So if you really want to dive into fixing this, the first thing I would do is to measure the current going into the IC. Yes...easier said than done, but that will give you a big answer about heat. According to the data sheet, it should be 80 to 200mA w/no audio. 12V x 0.2A = 2.4W. That's how much power it dissipates just sitting there, worse case.
For now, let assume the power supply is not an issue since you tried two. And for now, let's also assume the circuitry driving the 3730 is OK, but could be the culprit too - but one thing at a time.

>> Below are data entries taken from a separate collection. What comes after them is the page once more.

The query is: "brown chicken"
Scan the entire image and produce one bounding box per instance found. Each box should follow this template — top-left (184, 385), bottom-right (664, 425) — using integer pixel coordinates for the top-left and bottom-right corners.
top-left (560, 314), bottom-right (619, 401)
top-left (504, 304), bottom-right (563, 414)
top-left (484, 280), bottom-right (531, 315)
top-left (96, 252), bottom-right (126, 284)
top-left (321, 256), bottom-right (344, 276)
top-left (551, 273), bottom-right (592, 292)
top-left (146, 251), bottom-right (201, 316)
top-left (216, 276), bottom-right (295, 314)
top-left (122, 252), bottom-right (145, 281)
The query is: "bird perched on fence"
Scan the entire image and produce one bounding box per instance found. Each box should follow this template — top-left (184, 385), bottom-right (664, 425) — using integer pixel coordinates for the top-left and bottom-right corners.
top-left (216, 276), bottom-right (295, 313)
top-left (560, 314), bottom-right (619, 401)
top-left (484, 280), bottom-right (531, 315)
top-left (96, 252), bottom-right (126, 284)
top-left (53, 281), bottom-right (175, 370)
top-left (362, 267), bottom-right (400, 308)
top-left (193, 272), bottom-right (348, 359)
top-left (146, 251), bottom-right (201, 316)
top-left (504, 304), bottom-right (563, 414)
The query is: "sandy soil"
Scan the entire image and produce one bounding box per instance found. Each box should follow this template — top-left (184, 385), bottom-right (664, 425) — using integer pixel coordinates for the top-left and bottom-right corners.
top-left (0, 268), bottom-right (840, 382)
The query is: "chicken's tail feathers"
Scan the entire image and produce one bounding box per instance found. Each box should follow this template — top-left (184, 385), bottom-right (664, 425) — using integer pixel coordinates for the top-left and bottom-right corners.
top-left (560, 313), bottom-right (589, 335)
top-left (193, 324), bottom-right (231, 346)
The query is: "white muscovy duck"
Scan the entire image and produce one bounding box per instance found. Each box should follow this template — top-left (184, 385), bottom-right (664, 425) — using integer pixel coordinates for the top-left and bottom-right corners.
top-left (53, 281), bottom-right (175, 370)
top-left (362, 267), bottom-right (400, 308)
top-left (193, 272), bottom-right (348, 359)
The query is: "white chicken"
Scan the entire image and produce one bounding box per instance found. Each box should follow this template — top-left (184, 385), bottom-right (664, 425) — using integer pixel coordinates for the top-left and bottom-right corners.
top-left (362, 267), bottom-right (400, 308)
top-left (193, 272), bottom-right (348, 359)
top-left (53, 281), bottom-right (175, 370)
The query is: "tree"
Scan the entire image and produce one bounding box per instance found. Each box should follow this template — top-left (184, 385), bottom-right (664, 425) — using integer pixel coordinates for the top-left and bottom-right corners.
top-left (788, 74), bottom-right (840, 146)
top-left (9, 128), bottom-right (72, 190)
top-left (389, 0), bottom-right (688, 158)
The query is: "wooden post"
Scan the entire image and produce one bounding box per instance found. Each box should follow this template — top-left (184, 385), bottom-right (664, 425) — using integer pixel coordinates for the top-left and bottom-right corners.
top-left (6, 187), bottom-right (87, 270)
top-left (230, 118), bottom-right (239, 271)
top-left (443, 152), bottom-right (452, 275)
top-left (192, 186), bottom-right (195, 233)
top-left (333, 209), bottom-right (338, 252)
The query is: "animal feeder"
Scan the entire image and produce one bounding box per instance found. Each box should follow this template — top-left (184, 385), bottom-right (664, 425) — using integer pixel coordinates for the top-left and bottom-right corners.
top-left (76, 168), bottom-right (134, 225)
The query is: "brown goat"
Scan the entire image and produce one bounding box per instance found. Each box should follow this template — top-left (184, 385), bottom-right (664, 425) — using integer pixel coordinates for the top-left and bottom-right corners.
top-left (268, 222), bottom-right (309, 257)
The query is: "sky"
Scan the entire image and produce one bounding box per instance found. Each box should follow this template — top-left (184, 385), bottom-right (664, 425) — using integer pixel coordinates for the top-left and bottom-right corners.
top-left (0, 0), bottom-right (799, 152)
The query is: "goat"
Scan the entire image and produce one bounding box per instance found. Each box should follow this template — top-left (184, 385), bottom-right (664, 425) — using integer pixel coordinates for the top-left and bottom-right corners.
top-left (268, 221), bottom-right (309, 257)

Also look at C3 (or whatever it is on your specific IC you're focusing on). That keeps the amp from oscillating, according to Fujitsu. It could be oscillating and you would never hear it, but it could be going full bore w/o you even realizing it. Ironically, it looks like DE used a 0.15uF, whereas Fujitsu shows what appears to be a 1uF. Check C2 and C4 too. Just guessing those provide a high(er) frequency termination. Just a WAG, but that might also lead to an instability too. Fujitsu recommended a mylar cap. C14, if leaky, could be causing a DC offset. I wouldn't discount that either.
Another simple thing, but very important - clean up the heatsink and apply new thermal grease. Not much, just a thin layer. That helps wick away heat from the IC into the heatsink. Is the heatsink soldered to the board (I don't have a clue if it should be). If it is, check those solder joints too because the heatsink will xfer the heat into the board (usually a bunch of ground plane). The amp could be fine, but if the heat has no place to go - then that is an issue.
Hope this helps. Not much to wrong w/the chip - not a lot of parts involved. Just looks like high power op-amps. But I tossed out a lot of comments, hopefully you can start to narrow it down.